FastAPI offers BackgroundTasks for run-this-after-I-send-the-response work. For streaming responses, background tasks attached to the response run after the generator finishes — including after a disconnect-driven cancellation. This is the right place to put audit logging, metrics emission, and any non-critical cleanup that you don't want to block the response on. Critical cleanup (closing connections, returning sessions) still belongs in finally so it runs even if the background task subsystem fails.

Testing the disconnect path

The reason this bug ships so often is that the obvious test doesn't exercise it. An in-process async client will hold the connection open for the full stream. To actually test the disconnect path you need to start a real server, open a connection, read a few chunks, and then close the socket abruptly. The pattern I've used is uvicorn in a subprocess and then a raw asyncio.open_connection that closes early. Once you've got that harness, you can assert that your generator hit its finally block by checking a sentinel file or counter.

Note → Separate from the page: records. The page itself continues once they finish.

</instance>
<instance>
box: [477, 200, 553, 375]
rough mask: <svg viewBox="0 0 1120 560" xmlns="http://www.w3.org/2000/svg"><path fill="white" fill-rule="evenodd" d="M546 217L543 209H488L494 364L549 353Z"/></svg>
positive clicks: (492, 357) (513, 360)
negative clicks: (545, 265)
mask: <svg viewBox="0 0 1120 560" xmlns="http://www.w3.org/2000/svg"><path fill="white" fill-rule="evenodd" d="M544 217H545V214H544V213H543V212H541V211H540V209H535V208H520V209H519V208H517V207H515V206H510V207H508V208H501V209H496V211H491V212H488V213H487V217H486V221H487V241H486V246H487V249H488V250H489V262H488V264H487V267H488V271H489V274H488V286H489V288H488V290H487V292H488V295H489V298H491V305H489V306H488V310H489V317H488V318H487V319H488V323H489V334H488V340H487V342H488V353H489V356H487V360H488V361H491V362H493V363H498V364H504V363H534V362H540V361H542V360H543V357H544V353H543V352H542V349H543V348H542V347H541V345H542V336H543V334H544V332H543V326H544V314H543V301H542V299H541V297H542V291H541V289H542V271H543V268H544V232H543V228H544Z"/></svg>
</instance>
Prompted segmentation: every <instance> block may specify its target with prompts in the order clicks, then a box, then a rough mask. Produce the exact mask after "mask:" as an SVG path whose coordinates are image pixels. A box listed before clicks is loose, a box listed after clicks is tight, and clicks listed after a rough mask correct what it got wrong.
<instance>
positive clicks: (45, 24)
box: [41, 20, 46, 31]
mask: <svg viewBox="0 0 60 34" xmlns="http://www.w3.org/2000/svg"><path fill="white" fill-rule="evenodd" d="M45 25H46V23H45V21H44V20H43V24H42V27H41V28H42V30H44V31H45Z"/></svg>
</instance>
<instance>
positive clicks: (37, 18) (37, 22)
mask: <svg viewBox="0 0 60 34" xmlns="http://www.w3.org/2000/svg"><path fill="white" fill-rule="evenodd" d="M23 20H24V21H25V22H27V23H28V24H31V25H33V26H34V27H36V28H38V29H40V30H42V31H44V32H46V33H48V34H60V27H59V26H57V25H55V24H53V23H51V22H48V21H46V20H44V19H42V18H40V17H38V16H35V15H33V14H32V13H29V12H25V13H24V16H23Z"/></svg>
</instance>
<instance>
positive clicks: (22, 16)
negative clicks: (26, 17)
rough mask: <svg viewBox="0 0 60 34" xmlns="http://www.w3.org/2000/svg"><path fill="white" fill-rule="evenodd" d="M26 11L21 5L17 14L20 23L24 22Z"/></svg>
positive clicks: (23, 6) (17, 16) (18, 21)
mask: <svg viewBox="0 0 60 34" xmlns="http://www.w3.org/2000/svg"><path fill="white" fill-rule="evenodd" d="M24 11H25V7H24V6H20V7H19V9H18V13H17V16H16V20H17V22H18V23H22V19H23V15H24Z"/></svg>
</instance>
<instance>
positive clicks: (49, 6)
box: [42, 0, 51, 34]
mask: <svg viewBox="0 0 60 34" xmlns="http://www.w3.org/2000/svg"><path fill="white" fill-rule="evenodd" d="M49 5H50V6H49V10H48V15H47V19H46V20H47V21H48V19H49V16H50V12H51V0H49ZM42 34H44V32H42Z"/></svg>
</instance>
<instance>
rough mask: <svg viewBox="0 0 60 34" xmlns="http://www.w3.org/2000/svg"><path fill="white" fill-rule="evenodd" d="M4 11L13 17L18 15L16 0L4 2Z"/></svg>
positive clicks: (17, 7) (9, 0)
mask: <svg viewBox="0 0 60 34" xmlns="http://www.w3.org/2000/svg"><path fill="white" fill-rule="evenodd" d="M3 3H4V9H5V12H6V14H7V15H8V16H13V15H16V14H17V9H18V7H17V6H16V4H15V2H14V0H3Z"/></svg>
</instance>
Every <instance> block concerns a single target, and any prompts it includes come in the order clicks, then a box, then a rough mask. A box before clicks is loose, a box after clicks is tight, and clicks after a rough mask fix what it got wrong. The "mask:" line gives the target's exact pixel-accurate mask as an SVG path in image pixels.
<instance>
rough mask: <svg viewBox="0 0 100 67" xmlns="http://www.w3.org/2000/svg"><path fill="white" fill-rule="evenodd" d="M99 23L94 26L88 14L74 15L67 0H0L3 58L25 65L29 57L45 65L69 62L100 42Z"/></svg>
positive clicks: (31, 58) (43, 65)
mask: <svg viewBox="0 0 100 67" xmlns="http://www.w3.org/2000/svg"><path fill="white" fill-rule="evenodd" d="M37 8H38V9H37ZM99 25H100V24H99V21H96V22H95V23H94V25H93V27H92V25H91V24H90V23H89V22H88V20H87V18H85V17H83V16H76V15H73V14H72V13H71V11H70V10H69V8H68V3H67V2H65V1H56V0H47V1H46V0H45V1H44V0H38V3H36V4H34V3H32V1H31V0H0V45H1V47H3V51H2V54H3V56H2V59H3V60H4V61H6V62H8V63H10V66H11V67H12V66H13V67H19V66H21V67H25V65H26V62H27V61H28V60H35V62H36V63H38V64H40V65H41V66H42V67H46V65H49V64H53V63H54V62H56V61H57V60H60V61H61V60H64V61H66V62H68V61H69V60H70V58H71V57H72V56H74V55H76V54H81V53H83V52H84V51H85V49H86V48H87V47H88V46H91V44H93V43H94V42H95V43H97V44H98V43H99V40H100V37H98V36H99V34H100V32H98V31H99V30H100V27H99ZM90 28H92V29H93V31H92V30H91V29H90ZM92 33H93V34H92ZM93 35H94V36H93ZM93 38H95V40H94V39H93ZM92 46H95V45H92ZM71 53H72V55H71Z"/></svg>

Alternatively, you can unit-test the generator directly by constructing a fake request whose is_disconnected returns true after N calls. This catches the polling logic but not the cancellation path. Both tests are worth having.

Production posture

The thing I tell every team that ships a streaming endpoint for the first time: write the disconnect test before you write the feature. The disconnect path isn't a polish item, it's the path your code will take more often than you expect, because users close tabs and mobile networks drop and load balancers reap connections. If you treat it as the primary path and the success case as the lucky variant, your streaming endpoints will be boring instead of being the source of three-AM pages.

The shape of a robust streaming handler is small once you internalize it: a generator that owns its resources in a try/finally, an explicit disconnect check at chunk boundaries, a heartbeat if the stream can be idle, and a logged re-raise of CancelledError so you know when and why each stream ended. Everything else is application logic.